Principles of Good Regulation
Better Regulation Task Force of the Cabinet Office’s (OPS) Better Regulation Unit published the Principles of Good Regulation in January 1998. The Better Regulation Task Force is an independent advisory group and was appointed by the Chancellor of the Duchy of Lancaster in September 1997 to advise Government on action which improves the effectiveness of government regulation by ensuring that it is necessary, fair and affordable, and simple to understand and administer.
The Better Regulation Task Force decided to use the Principles of Good Regulation as a "template - a critic’s guide if you like - for judging the quality of government regulations" in the course of their work years. They hoped others would find it useful, and Cyber-Rights & Cyber-Liberties (UK) indeed found it very useful in the context of an important issue - Internet Regulation.
The Task Force defines regulation " as any government measure or intervention which controls the behaviour of individuals or groups. Government regulation can both promote the rights and liberties of citizens, and restrict the behaviour of citizens" and according to the Task Force "whilst recognising such philosophic differences, governments should be satisfied that regulations are necessary, fair, effective, balanced, and enjoy a broad degree of public confidence."
Therefore the Principles of Good Regulation include the following criteria for regulators: transparency, accountability, targeting, consistency, and proportionality. The Task Force believes that many objectives can be achieved without recourse to state regulation through voluntary self-regulation and through the establishment of code of practices in general but the Task Force also subjects regulatory initiatives to a test. Cyber-Rights & Cyber-Liberties (UK) now will apply this test to Internet regulation by the UK government including the non-governmental Internet Watch Foundation which acts as a quasi-government body.
Test of Good Regulation for the UK Government
Must have broad public support:
According to the Task Force "the Poll Tax was a significant failure due to lack of public support, but the public’s view can change over time." Cyber-Rights & Cyber-Liberties (UK) has seen no support for the activities of the IWF and the rating systems proposed for Internet content by this body from the public. Government support is not enough to justify the development of these systems without proper public consultation. There is not a general public awareness associated with these issues and the current process is therefore not transparent.
Must be enforceable:
According to the Task Force "whilst regulation might have general public support, it might not be enforceable." Cyber-Rights & Cyber-Liberties (UK) believes that this would be the case with the development of rating systems even if there was public support. The Internet is a global medium regardless of frontiers and there is wide objection to the development of these kind of systems elsewhere, especially in the USA where a great amount of Internet content is created.

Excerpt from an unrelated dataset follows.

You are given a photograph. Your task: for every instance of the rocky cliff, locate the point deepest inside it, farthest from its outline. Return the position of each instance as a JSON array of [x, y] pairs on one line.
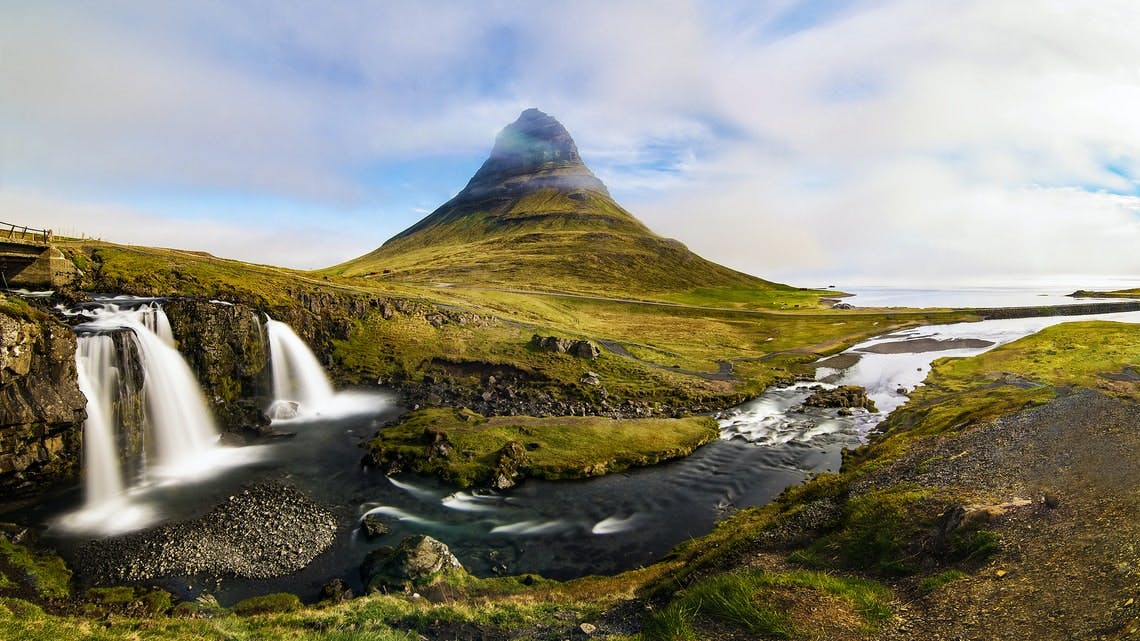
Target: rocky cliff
[[225, 345], [41, 407]]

Must be easy to understand:
According to the Task Force "everyone knows that they must pay a T.V. licence fee because the legislation is straightforward. However, other regulations can be complex." The development of rating and filtering systems involve complex technical issues and Cyber-Rights & Cyber-Liberties (UK) believes that these issues are not truly understood by the public at large and by the members of the Parliament. There need to be more initiatives to promote the good uses of the Internet rather than creating moral panics about the Internet content.
Must be balanced and avoid impetuous knee-jerk reaction:
According to the Task Force, "Ministers are often under pressure to regulate in response to a short-term public concern. Regulations introduced quickly because of an outcry about dangerous dogs were ill-thought out" and this is also true for the Internet content. A moral panic has been created for the availability of illegal and harmful content on the Internet and public and media pressure would result with inadequate and ineffective regulation.
Must avoid unintended consequences:
Burdensome and ineffective regulation and restrictions on Internet content deemed legal would, however, make Britain, a hostile environment for network development or any other high-tech industry and investment. The introduction of rating and filtering systems would also have an impact on individual rights such as freedom of speech protected by the European Convention on Human Rights. The ECHR will have a direct effect within the English Legal System with the enactment of the Human Rights Bill 1998.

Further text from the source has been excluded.